Notre squelette est en constante évolution, et il se modifie bien plus vite qu'on ne le croit: relativement malléables, les os sont prêts à dévier du design original contenu dans l'ADN pour coller aux habitudes de vie du corps qu'ils soutiennent.
Le 13 juin, la BBC a consacré un article à l'ostéobiographie, soit l'étude des squelettes pour tenter de deviner le mode de vie d'un individu. Elle pose une question intrigante: si les os changent au cours d'une vie, nos corps se sont-ils déjà adaptés aux nouveaux usages technologiques? Eh bien oui.
Dites bonjour à l'os du texto
Vous connaissez le topo: nous passons de plus en plus de temps à regarder un écran, qu'il s'agisse d'un smartphone, d'une tablette ou d'un ordinateur, et nous le faisons avec la caboche penchée à des angles dangereusement aigus.
Or, explique l'article, une tête pèse en moyenne 4,5 kilos, l'équivalent d'une grosse pastèque. Ces positions contre nature génèrent de nouveaux traumatismes, comme celui de la cervicalgie du texto (text neck, en anglais).
Pour y répondre, notre corps adapte sa structure osseuse: aujourd'hui, de plus en plus de gens possèdent une protubérance occipitale externe, une sorte de relief dans le bas du crâne, juste au-dessus de la nuque. On peut la sentir du bout des doigts –allez-y, essayez– et elle est visible à l'œil nu sur un crâne rasé.
Au début du XXe siècle, cette protubérance était excessivement rare. Désormais, elle est non seulement prévalente chez les jeunes, mais également bien plus épaisse que celles des générations précédentes –de 8 millimètres à 30 millimètres pour les plus grosses observées, relate la BBC.

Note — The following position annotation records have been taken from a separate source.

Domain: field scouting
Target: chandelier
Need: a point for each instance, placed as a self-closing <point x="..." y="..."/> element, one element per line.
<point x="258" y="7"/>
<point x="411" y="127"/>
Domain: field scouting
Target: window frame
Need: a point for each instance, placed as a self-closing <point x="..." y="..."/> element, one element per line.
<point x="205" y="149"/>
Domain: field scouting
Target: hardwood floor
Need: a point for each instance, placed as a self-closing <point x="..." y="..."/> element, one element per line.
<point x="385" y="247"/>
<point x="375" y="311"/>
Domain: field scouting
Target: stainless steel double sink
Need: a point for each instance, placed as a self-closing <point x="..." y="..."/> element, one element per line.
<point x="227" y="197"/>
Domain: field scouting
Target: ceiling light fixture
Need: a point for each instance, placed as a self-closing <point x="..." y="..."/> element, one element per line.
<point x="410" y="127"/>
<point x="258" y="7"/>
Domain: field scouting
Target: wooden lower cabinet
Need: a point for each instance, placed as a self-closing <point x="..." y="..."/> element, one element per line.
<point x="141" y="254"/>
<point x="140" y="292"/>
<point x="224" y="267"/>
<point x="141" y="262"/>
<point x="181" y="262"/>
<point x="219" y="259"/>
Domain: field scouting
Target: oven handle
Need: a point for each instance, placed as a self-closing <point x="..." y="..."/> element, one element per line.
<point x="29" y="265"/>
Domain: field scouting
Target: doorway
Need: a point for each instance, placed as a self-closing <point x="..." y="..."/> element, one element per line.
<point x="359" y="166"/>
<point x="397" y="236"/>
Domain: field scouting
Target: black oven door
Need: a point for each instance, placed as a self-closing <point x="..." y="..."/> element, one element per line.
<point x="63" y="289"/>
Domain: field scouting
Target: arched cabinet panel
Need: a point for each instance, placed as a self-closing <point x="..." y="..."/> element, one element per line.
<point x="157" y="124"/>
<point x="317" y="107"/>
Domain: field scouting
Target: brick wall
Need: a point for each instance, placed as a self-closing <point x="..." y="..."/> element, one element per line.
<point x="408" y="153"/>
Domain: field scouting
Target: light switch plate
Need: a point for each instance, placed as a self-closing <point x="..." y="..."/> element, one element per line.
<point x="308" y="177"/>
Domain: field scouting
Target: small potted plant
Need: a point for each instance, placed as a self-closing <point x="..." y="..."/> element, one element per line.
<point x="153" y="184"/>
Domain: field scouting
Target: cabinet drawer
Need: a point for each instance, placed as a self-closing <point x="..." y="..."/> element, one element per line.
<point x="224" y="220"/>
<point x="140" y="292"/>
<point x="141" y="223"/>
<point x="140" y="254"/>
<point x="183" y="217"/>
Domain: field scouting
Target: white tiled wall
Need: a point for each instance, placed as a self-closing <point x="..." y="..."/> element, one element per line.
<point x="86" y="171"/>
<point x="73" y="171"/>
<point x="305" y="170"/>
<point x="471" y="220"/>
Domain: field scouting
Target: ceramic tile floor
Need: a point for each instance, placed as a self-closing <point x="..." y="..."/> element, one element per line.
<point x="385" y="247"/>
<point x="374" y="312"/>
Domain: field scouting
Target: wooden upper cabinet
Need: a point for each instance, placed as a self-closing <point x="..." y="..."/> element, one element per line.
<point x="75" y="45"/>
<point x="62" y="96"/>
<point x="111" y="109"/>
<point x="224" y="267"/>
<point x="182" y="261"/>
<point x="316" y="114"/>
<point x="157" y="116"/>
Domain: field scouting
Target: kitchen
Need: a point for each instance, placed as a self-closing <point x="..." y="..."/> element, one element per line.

Pourquoi? Parce que notre corps, pour protéger les muscles de l'inflammation, agrandit la surface osseuse à laquelle ils sont attachés, ce qui répartit mieux la tension. La mutation aurait eu lieu en deux décennies à peine.
Coudes étroits et mâchoire molle
Pas de quoi s'inquiéter pour autant: nos os ont toujours fait ce qu'ils voulaient. L'enfant des années 2000 a par exemple les coudes moins larges que celui des années 1980, selon les découvertes d'une équipe de l'université de Potsdam, menée par la chercheuse Christiane Scheffler.
Il se trouve que l'on marche beaucoup moins de nos jours, et que le corps ne crée pas de masse osseuse là où il n'y en a pas besoin.
Dernier exemple en date: la mâchoire, devenue particulièrement souple. Du Paléolithique à la société industrielle, la mastication s'est considérablement réduite, au point d'affaiblir la structure de notre bouche. D'où une recrudescence des problèmes dentaires et l'apparition de nouveaux sons, comme «f» et «v». À ce rythme, nos descendant·es seront d'authentiques mutant·es à nos yeux.